Начался день как обычно. Я остался дежурным по лагерю, в котором мы с друзьями обосновались, добравшись до Подкаменной Тунгуски для рыбалки на тайменя и хариуса.. Занимаясь хозяйством,  я заметил, как из-за поворота реки, против течения, на достаточно приличной скорости появилась моторная лодка.
     Видно так принято в тайге - поравнявшись с лагерем, лодка развернулась и причалила к берегу. Из неё достаточно легко выпрыгнул бородатый мужик, лет на пять моложе меня.

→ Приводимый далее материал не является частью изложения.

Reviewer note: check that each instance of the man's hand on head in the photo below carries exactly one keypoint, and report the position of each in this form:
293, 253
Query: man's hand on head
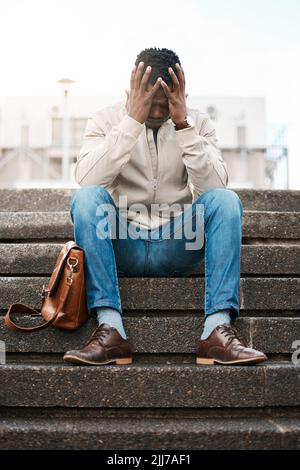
177, 96
139, 99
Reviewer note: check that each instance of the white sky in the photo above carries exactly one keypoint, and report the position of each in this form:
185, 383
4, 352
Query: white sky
227, 47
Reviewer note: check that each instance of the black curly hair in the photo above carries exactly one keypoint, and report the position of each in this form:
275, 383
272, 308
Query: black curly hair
160, 60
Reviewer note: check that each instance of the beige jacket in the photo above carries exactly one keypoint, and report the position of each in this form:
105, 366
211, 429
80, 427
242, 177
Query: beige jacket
120, 154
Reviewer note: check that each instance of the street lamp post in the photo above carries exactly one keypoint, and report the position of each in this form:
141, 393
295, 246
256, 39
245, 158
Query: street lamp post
66, 83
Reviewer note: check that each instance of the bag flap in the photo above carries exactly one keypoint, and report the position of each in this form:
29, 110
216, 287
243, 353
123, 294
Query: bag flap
60, 264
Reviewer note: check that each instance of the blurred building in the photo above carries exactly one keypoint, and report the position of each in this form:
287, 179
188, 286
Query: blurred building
31, 138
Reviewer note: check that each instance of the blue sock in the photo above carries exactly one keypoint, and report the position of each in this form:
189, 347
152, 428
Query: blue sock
214, 320
111, 317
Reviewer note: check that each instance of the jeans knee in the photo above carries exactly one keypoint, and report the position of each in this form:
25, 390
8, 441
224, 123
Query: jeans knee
87, 198
226, 200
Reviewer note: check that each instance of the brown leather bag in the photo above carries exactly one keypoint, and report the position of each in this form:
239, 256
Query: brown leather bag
64, 301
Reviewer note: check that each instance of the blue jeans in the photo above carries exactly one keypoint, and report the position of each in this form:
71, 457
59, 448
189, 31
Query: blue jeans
153, 255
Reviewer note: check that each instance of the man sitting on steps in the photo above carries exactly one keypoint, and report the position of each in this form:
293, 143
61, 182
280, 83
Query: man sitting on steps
152, 173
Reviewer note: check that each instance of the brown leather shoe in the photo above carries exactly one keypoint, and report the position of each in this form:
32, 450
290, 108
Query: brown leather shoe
105, 346
223, 346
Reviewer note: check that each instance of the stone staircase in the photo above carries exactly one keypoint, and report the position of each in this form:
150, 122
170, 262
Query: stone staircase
163, 400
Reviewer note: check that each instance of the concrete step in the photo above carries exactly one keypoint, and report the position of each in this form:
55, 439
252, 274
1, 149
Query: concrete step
257, 294
59, 199
164, 382
157, 334
39, 258
158, 429
58, 225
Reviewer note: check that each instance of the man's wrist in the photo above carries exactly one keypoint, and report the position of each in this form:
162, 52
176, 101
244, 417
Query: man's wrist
184, 124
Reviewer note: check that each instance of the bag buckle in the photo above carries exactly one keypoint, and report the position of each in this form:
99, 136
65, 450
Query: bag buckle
72, 266
44, 292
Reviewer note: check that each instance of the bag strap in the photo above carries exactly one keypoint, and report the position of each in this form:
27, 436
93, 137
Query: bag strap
25, 309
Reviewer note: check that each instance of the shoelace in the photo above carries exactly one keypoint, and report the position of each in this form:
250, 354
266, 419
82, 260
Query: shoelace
99, 334
229, 332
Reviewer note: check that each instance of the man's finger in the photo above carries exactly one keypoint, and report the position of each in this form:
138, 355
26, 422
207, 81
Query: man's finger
180, 76
145, 79
132, 77
174, 78
155, 87
138, 75
166, 89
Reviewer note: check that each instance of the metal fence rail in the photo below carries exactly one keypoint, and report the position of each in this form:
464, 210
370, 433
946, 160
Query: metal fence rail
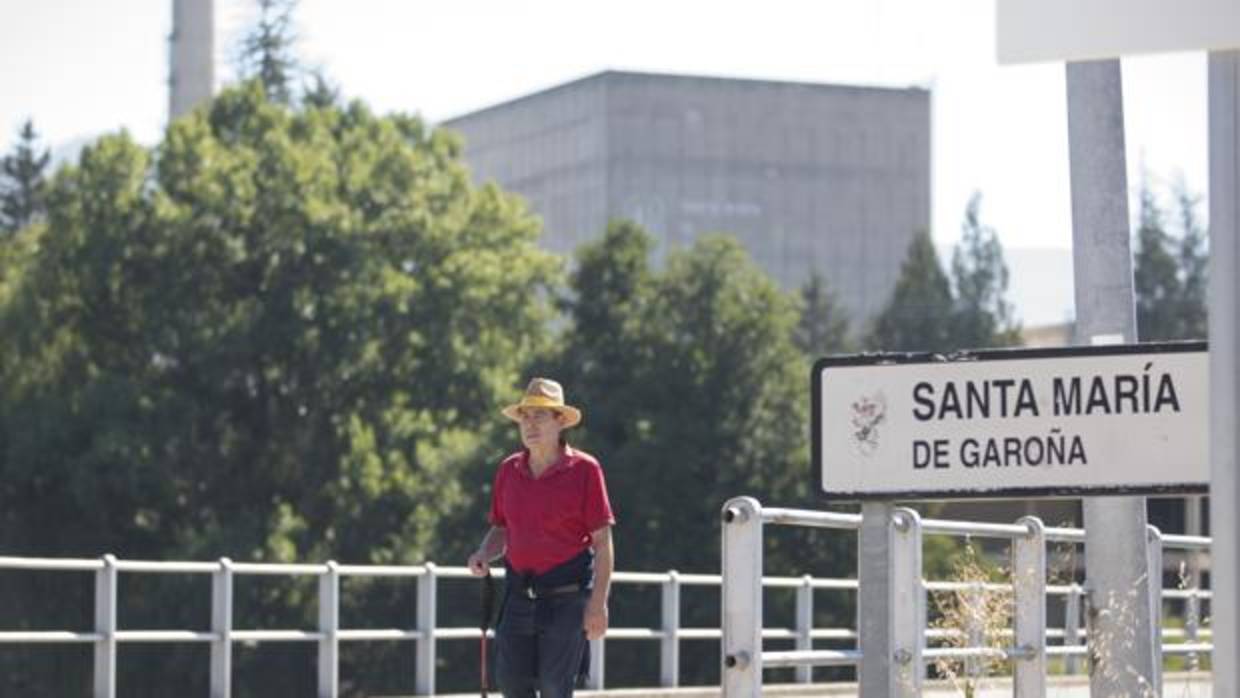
744, 658
425, 634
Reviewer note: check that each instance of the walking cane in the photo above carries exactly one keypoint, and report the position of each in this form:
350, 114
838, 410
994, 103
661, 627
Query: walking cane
487, 603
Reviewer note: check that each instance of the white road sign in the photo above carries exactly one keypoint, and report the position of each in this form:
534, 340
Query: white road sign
1083, 30
1065, 422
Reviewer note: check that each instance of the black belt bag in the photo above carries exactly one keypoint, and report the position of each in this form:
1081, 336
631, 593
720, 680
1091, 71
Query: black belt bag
575, 574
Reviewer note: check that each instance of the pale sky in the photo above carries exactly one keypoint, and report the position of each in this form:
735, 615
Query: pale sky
84, 67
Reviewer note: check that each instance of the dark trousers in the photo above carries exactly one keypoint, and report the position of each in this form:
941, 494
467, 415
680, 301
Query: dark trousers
540, 645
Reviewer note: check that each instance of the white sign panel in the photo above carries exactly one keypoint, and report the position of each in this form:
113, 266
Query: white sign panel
1083, 30
1114, 419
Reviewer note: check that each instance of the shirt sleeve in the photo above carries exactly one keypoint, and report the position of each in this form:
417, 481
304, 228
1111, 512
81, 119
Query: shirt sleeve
496, 516
597, 508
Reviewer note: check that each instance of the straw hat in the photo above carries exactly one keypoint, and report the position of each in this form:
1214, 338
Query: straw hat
544, 392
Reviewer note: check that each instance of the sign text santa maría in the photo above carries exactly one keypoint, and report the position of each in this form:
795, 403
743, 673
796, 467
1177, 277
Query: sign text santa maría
1071, 422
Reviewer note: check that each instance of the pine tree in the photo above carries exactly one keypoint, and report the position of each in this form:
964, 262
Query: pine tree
822, 327
267, 52
1193, 267
22, 181
920, 315
983, 316
1156, 274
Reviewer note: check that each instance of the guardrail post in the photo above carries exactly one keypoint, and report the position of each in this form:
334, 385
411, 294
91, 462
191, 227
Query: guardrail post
742, 599
221, 625
908, 603
424, 681
1029, 596
329, 624
1192, 621
805, 625
106, 625
876, 626
598, 661
670, 655
975, 635
1153, 558
1073, 625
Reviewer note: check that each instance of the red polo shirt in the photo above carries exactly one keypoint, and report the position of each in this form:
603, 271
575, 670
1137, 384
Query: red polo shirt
548, 520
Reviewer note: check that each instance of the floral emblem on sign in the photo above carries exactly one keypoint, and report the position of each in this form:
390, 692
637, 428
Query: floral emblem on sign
867, 413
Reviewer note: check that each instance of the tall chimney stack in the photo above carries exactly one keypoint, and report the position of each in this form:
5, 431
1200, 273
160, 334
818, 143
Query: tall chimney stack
192, 75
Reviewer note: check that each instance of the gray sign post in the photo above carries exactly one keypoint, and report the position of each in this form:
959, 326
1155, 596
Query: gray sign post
1115, 527
1224, 76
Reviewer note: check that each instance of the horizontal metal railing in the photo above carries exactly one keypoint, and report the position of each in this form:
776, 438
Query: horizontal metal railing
107, 636
743, 548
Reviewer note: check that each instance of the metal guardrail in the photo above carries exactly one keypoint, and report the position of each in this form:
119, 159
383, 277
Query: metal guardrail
107, 636
744, 658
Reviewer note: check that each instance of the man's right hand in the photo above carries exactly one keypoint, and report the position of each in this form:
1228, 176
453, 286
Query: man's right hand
478, 564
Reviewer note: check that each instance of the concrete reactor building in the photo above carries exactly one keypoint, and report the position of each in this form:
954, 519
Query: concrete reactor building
807, 176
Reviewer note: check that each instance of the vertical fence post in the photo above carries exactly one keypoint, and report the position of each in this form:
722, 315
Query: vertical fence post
805, 625
742, 599
1153, 559
598, 663
221, 625
1073, 625
106, 625
908, 603
424, 681
329, 625
670, 655
1029, 595
1192, 622
975, 635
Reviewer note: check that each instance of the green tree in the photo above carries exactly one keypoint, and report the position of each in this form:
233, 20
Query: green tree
22, 180
279, 335
822, 327
920, 315
1193, 260
980, 277
267, 52
1156, 274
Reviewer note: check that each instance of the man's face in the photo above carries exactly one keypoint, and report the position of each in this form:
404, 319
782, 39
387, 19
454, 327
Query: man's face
540, 427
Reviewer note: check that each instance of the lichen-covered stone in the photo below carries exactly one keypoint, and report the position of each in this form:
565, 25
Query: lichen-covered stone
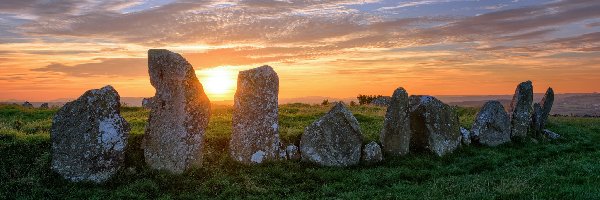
434, 126
372, 153
550, 134
147, 103
255, 136
382, 101
89, 137
292, 151
466, 136
333, 140
520, 109
492, 125
179, 114
541, 111
395, 135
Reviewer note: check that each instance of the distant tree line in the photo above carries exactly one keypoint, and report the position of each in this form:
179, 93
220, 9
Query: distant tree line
366, 99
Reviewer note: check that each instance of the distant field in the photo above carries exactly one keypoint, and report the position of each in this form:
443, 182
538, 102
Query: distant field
567, 168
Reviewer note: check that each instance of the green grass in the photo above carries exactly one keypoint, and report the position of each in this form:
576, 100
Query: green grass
567, 168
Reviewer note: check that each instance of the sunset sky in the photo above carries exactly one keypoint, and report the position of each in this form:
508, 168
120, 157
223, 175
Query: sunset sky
338, 48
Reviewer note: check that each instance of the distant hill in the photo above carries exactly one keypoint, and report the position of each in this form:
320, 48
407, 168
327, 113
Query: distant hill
564, 104
576, 104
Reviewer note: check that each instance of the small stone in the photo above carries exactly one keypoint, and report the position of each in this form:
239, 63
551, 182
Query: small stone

Быстро познакомившись, я выяснил, что Митрич - местный егерь и едет на заставу Центрального сибирского заповедника. Он оказался на редкость разговорчивым и стал ещё более разговорчивым, когда я по закону русского гостеприимства предложил ему «пять капель» из волшебной канистры Гостяева. Через пятнадцать-двадцать минут я уже знал всю его жизненную историю, начиная с рождения, о его житии-бытии в разных геологоразведочных экспедициях, о работе егерем, и про всю боровскую жизнь под руководством ничего не соображающего начальства.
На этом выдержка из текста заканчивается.